O enredo da conquista do tricampeonato da Argentina impressionou setores da CBF. Despertou a entidade a reconectar o torcedor com a Seleção. A passagem pelo Pará na estreia nas Eliminatórias contra a Bolívia foi o ponto de partida na tentativa de aproximar os jogadores do povo. Dezenas de ações deixaram isso evidente durante a presença no Norte.

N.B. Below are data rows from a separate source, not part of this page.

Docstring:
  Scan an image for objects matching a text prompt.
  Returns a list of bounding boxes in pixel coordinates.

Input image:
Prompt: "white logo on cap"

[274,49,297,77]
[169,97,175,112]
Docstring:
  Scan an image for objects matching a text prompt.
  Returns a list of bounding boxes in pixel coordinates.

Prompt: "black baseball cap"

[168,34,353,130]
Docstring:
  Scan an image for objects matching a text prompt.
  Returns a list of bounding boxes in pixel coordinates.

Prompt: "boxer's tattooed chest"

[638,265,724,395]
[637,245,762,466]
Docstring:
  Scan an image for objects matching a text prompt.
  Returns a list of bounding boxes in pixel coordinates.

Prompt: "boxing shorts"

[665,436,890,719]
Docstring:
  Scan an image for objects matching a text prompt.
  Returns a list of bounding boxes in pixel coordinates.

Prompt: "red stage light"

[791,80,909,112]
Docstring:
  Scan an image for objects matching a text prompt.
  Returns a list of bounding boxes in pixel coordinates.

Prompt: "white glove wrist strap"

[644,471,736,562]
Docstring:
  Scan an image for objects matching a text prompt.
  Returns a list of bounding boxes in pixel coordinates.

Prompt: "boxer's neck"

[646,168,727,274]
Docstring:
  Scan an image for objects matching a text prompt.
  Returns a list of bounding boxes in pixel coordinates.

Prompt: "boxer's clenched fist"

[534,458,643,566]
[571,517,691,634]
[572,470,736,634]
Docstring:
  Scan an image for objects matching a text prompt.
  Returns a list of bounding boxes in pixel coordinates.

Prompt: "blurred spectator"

Frequente nos treinos realizados no Mangueirão, o presidente Ednaldo Rodrigues avisou em meio ao debate sobre realizar ou não treino aberto na véspera da partida contra a Bolívia. “A CBF quer fazer tudo para deixar o torcedor e a imprensa mais próximos da Seleção. O que for possível, vai ser feito”, prometeu o dirigente no gramado do estádio. O diretor de Comunicação da CBF havia indicado esse caminho ao assumir o cargo no ano passado antes da Copa de 2022. "Após 2014, houve uma desconexão dos brasileiros com os jogadores. O projeto busca reaproximar a Seleção da torcida e dos jovens", afirmou Rodrigo Paiva, em outubro do ano passado, em um evento de marketing esportivo.  

A entidade traçou uma estratégia com o Governo local para levar fãs à arena. “Sabemos que nem todos vão ter acesso aos ingressos. Tem algumas ações que queremos vincular a questões sociais”, argumentou o dirigente. Muitas crianças eram de projetos assistenciais.

Neymar e Richarlison toparam assumir o elo entre a Seleção e a torcida. O camisa 10 distribuiu autógrafos e selfies ao se apresentar na noite de segunda-feira. Nos dias seguintes, apareceu diariamente na sacada do hotel para saudar os fãs. Havia uma chuva de camisas e outros objetos atirados para dentro e para fora do hotel. Famosa por receber o Círio de Nazaré, tradicional festa religiosa do Pará, a avenida em frente à concentração ficou praticamente intransitável. No adeus a Belém, Neymar caminhou do ônibus até a grade instalada pela Polícia Militar para delimitar o espaço da torcida. Cumprimentou alguns, sorriu, acenou e embarcou aos gritos de “Neymar” e “obrigado”.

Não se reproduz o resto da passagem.